Trinamul, the next biggest beneficiary with Rs 1,397 crore from the bonds, told the poll panel: “Further, most of these bonds were sent to our office and dropped in the drop box or sent through messengers from various persons who wished to support our party, many of whom prefer to remain anonymous.”

The JDU revealed last week that it had received Rs 3 crore in bonds from Bharti Airtel and Shree Cement. However, in 2019, it had offered an unusual excuse: “Somebody came to our office on 03-04-2019 at Patna and handed over a sealed envelope and when it was opened we found a bunch containing 10 Electoral Bonds of Rupees One Crore each.”

The Congress received Rs 1,334 crore from the bonds; the Bharat Rashtra Samithi, Rs 1,322 crore; and the Biju Janata Dal, Rs 944.5 crore.

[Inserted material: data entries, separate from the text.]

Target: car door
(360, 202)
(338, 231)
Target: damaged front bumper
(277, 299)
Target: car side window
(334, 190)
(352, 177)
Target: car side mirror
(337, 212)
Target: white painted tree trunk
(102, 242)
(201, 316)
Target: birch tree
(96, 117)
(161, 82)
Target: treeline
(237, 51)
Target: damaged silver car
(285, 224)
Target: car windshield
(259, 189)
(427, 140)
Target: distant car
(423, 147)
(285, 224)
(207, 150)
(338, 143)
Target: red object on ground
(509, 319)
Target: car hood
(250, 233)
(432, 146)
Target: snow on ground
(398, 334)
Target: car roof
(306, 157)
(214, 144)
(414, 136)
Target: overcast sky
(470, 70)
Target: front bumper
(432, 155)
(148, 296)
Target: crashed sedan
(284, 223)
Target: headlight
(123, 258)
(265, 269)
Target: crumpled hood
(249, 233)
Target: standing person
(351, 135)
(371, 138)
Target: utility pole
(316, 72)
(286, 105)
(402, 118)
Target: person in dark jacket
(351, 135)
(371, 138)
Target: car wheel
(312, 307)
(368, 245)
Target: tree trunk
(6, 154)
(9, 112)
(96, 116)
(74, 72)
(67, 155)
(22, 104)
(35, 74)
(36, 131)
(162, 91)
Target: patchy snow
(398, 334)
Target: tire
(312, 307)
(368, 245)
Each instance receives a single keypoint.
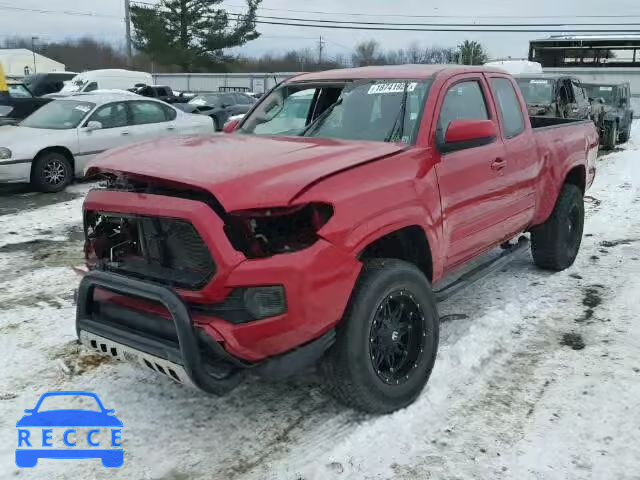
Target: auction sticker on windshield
(391, 88)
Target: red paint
(466, 201)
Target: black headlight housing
(272, 231)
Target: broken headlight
(271, 231)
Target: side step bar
(482, 270)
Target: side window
(147, 112)
(227, 100)
(463, 100)
(577, 88)
(113, 115)
(508, 106)
(169, 113)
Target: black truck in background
(611, 111)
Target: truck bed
(550, 122)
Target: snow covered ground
(538, 375)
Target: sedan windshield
(58, 115)
(375, 110)
(606, 92)
(537, 91)
(201, 100)
(17, 90)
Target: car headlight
(5, 153)
(271, 231)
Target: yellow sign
(3, 81)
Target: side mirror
(230, 127)
(462, 134)
(93, 125)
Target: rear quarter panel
(563, 148)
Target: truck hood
(242, 171)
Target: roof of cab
(417, 72)
(549, 76)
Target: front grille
(165, 250)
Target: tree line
(197, 35)
(90, 54)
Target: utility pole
(33, 50)
(321, 44)
(127, 27)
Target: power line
(427, 16)
(390, 24)
(58, 12)
(413, 16)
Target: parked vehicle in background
(18, 103)
(219, 106)
(160, 92)
(611, 111)
(267, 251)
(106, 79)
(550, 95)
(52, 146)
(44, 83)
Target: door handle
(498, 164)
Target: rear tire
(387, 340)
(51, 172)
(555, 243)
(610, 135)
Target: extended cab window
(464, 100)
(508, 107)
(375, 110)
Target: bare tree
(367, 53)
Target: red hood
(242, 171)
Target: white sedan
(52, 145)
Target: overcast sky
(108, 23)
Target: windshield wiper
(321, 118)
(392, 136)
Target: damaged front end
(159, 292)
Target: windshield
(376, 110)
(205, 100)
(605, 92)
(17, 90)
(74, 85)
(68, 402)
(536, 91)
(58, 115)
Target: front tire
(387, 341)
(51, 172)
(626, 134)
(555, 243)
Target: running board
(482, 270)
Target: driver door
(115, 132)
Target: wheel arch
(409, 243)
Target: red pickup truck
(322, 228)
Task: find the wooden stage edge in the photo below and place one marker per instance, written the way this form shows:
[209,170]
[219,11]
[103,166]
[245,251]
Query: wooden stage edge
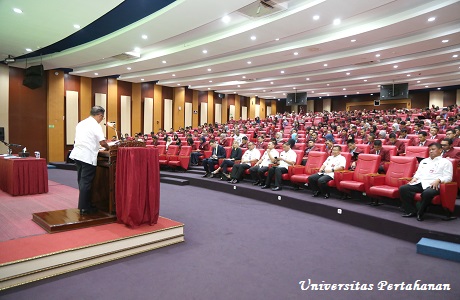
[70,219]
[40,257]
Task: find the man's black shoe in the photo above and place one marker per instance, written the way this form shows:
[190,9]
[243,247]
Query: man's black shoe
[409,215]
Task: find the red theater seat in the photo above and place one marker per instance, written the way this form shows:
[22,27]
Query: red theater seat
[355,180]
[388,185]
[182,159]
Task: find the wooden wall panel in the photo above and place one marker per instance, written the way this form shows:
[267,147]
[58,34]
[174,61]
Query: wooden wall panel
[179,108]
[27,115]
[56,128]
[136,109]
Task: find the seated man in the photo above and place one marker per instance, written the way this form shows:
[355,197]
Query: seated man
[259,169]
[318,182]
[217,152]
[384,155]
[287,158]
[431,172]
[251,155]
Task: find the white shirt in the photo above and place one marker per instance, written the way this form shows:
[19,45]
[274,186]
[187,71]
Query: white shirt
[266,161]
[334,162]
[250,155]
[289,156]
[87,137]
[431,169]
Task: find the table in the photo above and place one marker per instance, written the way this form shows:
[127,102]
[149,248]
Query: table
[137,186]
[23,176]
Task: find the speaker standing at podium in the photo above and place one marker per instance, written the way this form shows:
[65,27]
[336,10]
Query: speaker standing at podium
[88,139]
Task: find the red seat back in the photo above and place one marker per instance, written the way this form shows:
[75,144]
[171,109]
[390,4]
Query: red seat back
[366,164]
[417,151]
[399,167]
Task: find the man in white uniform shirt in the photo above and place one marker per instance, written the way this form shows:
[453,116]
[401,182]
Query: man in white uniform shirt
[431,172]
[88,139]
[250,156]
[287,158]
[259,169]
[318,182]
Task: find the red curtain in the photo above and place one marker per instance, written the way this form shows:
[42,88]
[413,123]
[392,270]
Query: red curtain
[137,186]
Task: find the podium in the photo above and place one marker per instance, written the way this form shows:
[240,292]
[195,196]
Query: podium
[103,187]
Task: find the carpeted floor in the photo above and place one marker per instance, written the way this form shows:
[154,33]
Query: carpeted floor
[238,248]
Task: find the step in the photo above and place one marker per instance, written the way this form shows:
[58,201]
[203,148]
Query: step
[440,249]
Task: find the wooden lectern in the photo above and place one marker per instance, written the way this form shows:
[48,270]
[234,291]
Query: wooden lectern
[103,188]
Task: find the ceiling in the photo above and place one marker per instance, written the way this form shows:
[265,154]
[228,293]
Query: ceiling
[376,42]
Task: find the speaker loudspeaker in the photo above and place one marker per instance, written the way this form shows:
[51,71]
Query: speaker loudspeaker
[34,77]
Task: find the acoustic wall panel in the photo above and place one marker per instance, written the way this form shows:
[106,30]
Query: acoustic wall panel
[218,113]
[148,115]
[188,114]
[101,100]
[204,113]
[71,115]
[244,112]
[168,115]
[125,115]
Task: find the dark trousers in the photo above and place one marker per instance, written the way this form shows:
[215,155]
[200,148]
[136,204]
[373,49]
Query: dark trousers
[194,157]
[209,164]
[225,164]
[85,176]
[238,171]
[277,172]
[257,173]
[319,182]
[407,193]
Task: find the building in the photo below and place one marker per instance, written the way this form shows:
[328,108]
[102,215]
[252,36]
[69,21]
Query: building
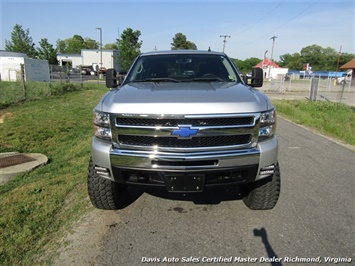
[90,57]
[33,69]
[271,69]
[351,66]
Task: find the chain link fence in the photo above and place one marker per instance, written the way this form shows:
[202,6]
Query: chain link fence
[62,80]
[67,74]
[314,88]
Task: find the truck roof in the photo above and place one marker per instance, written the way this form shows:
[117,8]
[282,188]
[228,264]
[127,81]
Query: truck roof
[182,52]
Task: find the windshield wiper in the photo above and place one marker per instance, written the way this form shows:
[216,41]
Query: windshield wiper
[157,80]
[208,79]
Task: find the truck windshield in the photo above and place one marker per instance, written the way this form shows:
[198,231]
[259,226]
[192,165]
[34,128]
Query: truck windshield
[183,67]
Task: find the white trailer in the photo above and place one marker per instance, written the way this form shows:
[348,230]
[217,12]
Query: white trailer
[34,69]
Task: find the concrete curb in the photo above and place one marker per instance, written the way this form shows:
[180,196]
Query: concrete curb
[7,173]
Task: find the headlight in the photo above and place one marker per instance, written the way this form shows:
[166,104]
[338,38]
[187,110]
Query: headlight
[267,124]
[102,125]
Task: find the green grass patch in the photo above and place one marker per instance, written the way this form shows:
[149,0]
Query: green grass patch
[15,92]
[332,119]
[35,206]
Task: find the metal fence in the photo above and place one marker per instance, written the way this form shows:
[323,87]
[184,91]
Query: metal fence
[314,88]
[66,74]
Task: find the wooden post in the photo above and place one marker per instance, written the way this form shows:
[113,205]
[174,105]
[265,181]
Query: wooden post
[23,80]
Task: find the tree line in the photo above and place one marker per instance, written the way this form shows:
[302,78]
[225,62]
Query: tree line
[129,44]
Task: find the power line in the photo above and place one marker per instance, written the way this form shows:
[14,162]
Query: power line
[282,25]
[224,41]
[265,16]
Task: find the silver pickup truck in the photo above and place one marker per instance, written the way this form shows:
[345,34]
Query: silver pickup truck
[184,121]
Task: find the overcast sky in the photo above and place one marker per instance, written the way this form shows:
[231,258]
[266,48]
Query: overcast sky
[250,24]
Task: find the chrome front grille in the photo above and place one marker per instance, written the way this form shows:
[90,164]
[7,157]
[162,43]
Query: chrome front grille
[195,122]
[217,132]
[195,142]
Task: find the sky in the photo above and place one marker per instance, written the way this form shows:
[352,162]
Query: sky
[249,25]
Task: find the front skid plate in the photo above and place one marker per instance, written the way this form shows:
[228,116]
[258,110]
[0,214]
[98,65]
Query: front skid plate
[184,182]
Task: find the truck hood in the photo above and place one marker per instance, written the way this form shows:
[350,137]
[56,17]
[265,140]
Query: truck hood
[184,98]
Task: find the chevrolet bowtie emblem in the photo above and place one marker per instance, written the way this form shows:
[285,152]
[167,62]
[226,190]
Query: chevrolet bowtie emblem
[184,132]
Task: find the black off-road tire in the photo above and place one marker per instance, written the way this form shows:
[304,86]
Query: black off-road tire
[263,194]
[105,194]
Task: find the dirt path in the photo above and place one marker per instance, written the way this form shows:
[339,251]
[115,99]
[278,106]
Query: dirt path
[83,244]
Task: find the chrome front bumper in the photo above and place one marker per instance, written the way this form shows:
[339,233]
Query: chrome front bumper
[131,166]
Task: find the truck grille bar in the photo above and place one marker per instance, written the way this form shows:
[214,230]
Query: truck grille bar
[218,132]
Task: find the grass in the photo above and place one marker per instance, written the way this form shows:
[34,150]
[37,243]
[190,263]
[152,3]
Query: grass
[37,205]
[332,119]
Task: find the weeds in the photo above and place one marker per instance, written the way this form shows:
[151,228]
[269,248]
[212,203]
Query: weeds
[35,206]
[333,119]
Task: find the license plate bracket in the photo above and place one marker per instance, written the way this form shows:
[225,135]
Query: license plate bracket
[185,182]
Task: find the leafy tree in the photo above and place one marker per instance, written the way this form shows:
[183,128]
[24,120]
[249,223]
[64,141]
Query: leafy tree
[293,61]
[317,57]
[74,45]
[246,65]
[110,46]
[21,42]
[180,42]
[129,47]
[47,52]
[344,58]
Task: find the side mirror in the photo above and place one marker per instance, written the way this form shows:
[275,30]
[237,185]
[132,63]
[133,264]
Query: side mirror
[256,79]
[111,78]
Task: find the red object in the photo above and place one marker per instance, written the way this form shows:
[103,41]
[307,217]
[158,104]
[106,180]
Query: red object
[266,63]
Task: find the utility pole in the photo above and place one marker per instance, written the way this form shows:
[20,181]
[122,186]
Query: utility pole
[272,53]
[224,41]
[339,58]
[100,68]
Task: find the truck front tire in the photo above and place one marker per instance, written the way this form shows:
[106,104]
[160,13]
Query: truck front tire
[263,194]
[104,193]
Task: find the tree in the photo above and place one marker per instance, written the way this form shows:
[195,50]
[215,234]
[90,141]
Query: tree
[293,61]
[180,42]
[47,52]
[246,65]
[319,58]
[21,42]
[74,45]
[110,46]
[129,47]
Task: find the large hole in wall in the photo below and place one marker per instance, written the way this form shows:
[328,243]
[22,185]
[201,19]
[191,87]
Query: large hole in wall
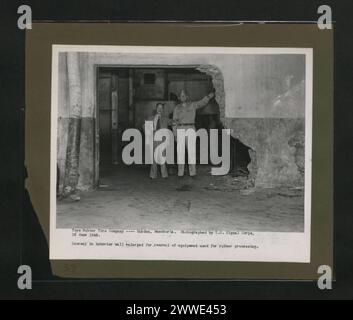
[243,157]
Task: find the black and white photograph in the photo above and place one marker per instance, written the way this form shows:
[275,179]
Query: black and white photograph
[242,179]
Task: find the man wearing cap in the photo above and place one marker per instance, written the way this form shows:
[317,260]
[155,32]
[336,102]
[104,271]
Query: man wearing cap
[184,118]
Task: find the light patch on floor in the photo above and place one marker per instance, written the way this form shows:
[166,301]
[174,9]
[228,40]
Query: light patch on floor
[129,199]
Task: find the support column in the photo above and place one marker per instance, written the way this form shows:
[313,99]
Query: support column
[74,127]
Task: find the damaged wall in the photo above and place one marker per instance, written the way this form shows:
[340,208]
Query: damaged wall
[261,98]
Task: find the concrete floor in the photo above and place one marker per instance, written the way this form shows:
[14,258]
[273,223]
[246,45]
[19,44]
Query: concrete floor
[129,199]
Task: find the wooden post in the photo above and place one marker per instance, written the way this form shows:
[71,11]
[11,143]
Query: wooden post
[74,130]
[131,99]
[114,119]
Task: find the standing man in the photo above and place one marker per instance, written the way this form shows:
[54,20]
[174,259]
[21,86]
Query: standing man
[160,121]
[184,118]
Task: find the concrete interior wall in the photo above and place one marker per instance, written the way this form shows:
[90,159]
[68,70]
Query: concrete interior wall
[261,98]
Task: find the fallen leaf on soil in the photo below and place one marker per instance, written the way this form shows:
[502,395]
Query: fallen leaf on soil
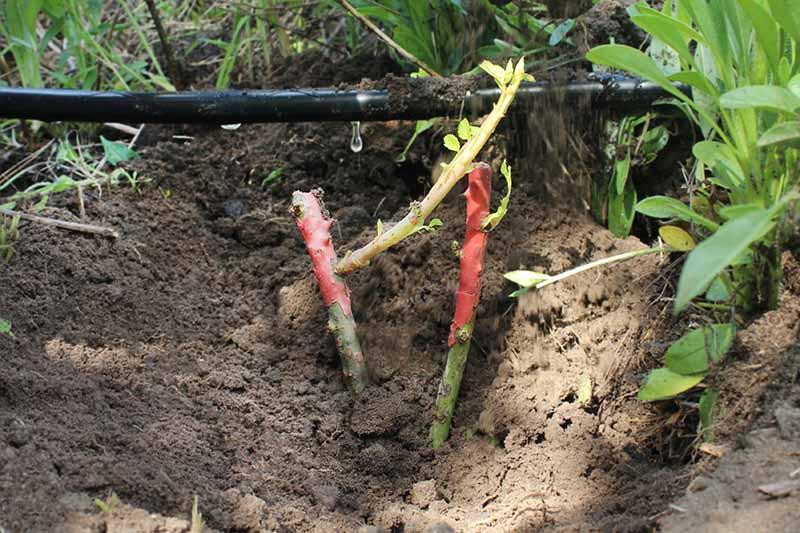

Reuters reported last week that the Covid vaccine maker, Serum Institute of India, had donated Rs 502.5 crore to the BJP through the Prudent Electoral Trust in 2022. The undivided NCP’s filings reveal that SII owner Cyrus Poonawala had contributed to it as well, donating Rs 3.75 crore through bonds in 2019.

Last month, Sharad Pawar, who leads a splinter group of the party, demanded a Bharat Ratna for Poonawala despite the businessman publicly calling for Pawar to retire when the party split last year. Some bonds are unshakeable.